En tant que portage tirant parti du support CD-ROM (ou plutôt, ne le faisant pas), cette version CDTV de Loom mériterait un zéro pointé. Simple copier/coller de la version disquette, on sera heureux que ce portage totalement sans intérêt n’ait jamais eu l’idée d’être commercialisé ailleurs qu’en Allemagne. Mais en tant que version Amiga du jeu, eh bien, c’est toujours un bon point-and-click.

Version PC Engine CD

Développeur : Realtime Associates, Inc.
Éditeur : Turbo Technologies, Inc.
Date de sortie : 25 septembre 1992 (Japon) – 4 décembre 1992 (Amérique du Nord)
Nombre de joueurs : 1
Langues : Anglais, japonais
Support : CD-ROM
Contrôleur : Joypad
Version testée : Version américaine
Configuration minimale : Super System Card requise

Vidéo – L’écran-titre du jeu :

Pour ceux qui souhaiteraient profiter de la musique CD, mais qui n’apprécieraient pas pour autant la direction artistique de la version 256 couleurs, il se peut que le compromis idéal vienne une nouvelle fois du Japon. Loom a décidément été gâté en posant ses valises dans le lointain Orient (même s’il n’a en fait pas eu besoin d’aller aussi loin, la console de NEC étant distribuée aux États-Unis) : cette improbable version PC Engine CD a tout pour plaire, et nous allons voir pourquoi.

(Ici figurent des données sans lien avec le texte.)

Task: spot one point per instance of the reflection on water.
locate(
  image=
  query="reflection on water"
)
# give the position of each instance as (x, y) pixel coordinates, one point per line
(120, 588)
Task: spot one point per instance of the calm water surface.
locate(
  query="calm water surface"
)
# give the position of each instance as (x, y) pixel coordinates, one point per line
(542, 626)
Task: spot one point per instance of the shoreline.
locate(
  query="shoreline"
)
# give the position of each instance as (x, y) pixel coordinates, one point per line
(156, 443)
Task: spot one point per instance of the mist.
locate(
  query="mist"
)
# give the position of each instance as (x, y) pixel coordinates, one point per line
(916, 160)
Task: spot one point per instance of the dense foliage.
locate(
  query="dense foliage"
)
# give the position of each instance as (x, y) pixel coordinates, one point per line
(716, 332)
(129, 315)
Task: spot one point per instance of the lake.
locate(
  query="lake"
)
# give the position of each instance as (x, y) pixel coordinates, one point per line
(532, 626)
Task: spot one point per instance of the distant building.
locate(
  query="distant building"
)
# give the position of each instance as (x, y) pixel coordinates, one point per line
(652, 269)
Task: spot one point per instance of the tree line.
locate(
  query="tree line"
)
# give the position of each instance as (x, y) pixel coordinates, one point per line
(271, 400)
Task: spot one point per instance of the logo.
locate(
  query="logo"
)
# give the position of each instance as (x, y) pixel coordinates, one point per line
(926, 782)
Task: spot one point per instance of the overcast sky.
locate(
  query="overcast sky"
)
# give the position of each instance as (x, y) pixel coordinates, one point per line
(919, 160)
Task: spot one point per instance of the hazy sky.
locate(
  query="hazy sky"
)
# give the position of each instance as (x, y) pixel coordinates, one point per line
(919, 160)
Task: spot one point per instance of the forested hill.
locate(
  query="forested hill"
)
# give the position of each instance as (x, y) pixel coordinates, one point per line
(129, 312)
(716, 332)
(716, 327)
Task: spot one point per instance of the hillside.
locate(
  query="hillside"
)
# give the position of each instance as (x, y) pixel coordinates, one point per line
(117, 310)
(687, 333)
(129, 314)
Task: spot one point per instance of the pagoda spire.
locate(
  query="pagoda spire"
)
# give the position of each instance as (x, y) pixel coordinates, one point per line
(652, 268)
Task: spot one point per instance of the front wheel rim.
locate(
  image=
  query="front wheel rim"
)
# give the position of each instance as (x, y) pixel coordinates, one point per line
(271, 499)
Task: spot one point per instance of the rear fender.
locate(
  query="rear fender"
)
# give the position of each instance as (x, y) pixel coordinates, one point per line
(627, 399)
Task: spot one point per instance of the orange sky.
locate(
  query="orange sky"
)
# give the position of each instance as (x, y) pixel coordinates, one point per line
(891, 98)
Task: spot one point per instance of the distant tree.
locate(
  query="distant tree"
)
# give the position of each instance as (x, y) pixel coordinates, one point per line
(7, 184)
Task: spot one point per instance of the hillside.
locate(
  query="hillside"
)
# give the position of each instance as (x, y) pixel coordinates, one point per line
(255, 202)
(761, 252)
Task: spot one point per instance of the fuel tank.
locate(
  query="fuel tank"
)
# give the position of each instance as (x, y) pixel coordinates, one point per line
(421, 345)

Musicalement, premièrement, le jeu reprend à la note près les compositions réalisées pour la version FM Towns. On est donc toujours en présence de ce qui se fait de mieux – même s’il arrive à la musique de s’interrompre quelques instants à cause de petits temps de chargement. Les bruitages, eux, sont beaucoup plus basiques – allant taper dans les capacités hardware de la 8 bits qui porte décidément mal son nom. On reste dans tous les cas au-dessus de ce que proposaient les versions sorties en 1990 – dans le haut du panier, rien de moins.

C’est graphiquement que le jeu va peut-être (enfin) parvenir à réconcilier tout le monde. La console de NEC ne bénéficie certes pas de 256 couleurs – mais offre malgré tout une version à la fois très proche, et sensiblement plus travaillée que la version 16 couleurs. La palette légèrement étendue de la PC Engine permet en effet de se débarrasser de l’effet de « mosaïque » (dithering en anglais) qu’utilisait la version originale pour donner l’illusion d’une palette plus importante qu’elle ne l’était réellement, et de le remplacer par des aplats d’une autre couleur, tout en autorisant des dégradés impossibles dans la version EGA.

Concrètement, on a donc un jeu extrêmement fidèle, graphiquement parlant, à la version de 1990 tout en étant un peu plus coloré – ce qu’aurait dû être, en fait, la version Amiga si elle avait tiré parti de sa capacité à afficher 32 couleurs au lieu de 16. On pourrait donc décrire cette version comme une sorte de « FM Towns Light », l’avantage étant que le style graphique si particulier de la version 16 couleurs n’a été sacrifié à aucun niveau. Une excellente alternative, donc.

NOTE FINALE : 17/20

Les amateurs de Loom n’auront finalement que l’embarras du choix : pour ceux que la direction artistique de la version FM Towns faisait tiquer, la version PC Engine CD pourrait représenter la bonne pioche, avec sa musique CD et sa réalisation un cran au-dessus des versions 16 couleurs sans trahir en rien le style de la version originale.